Sartorio lived in Turin. He completed busts in terracotta and stucco. Among these Indovina? ("Guess?") in 1881 at Milan. In 1884 at the Exhibition of Fine Arts in Turin, he displayed a marble group portrait, commissioned by signora Rosa Masarelli; Odalisque, and a stucco Study of Expression.

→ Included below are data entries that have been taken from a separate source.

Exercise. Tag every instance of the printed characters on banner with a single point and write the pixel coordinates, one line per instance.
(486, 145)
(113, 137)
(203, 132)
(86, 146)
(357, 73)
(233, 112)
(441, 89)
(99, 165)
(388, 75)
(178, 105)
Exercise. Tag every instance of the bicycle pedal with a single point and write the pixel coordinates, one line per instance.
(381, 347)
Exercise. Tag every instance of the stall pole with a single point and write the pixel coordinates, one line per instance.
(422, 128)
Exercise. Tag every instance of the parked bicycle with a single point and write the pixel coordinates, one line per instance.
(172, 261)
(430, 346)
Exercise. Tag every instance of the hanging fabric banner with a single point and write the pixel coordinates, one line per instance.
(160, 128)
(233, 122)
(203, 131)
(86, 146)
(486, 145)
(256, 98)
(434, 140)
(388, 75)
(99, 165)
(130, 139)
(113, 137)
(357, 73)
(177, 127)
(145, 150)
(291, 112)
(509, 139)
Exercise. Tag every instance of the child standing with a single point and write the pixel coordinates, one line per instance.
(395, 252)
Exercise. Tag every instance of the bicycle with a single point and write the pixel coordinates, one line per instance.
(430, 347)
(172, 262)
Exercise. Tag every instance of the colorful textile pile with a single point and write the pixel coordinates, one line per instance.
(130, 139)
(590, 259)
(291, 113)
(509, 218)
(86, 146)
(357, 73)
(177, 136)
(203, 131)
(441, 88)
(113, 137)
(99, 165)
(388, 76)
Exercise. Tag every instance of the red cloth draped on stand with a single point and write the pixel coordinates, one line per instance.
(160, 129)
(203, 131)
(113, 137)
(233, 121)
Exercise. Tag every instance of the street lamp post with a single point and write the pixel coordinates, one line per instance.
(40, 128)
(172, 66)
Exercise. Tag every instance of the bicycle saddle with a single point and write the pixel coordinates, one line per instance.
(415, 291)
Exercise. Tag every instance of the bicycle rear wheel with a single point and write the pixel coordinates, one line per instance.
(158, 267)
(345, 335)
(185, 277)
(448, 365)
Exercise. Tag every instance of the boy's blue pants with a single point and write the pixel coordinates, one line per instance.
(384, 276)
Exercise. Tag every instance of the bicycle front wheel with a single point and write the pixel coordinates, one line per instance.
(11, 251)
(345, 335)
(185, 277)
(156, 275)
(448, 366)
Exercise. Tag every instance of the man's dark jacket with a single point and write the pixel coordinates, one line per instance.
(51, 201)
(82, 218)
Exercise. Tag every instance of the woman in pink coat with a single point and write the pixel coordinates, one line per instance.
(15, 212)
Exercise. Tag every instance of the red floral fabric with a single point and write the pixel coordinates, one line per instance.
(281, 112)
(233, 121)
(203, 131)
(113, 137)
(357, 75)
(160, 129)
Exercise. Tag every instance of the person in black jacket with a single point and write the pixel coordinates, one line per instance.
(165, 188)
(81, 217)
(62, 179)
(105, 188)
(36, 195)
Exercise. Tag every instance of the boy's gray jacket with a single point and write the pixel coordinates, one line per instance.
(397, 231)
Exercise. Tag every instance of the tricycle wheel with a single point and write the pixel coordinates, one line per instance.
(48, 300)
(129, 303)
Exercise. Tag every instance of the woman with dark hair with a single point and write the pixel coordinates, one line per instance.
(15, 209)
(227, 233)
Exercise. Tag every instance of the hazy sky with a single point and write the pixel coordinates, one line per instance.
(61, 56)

In 1897, he opened a studio in Rome, but soon moved back to Piedmont, as well as opening studios with assistants in Cagliari and Sassari. Among his church commissions were the statues of St Peter and Paul for Cuglieri, the Monument to the Fallen in the Wars of Independence in Cagliari; and a Monument to Vittorio Emanuele II in piazza Italia of Sassari, and three large statues of benefactors of a parish church of Ittireddu. Of the 235 monuments erected in the Cemetery of Iglesias, 65 are signed by Giuseppe Sartorio, and at least five others, are attributed to his workshop. The monuments in this cemetery include the monument to Zaira Deplano, a six-year-old, and a Monument to two sisters, Luigina e Maddalena.

==Death==
Sartorio disappeared mysteriously in September 1922 during an ocean passage on the steamer "Tocra" traveling from Newfoundland to Civitavecchia. He was never found, and his ultimate fate is unknown.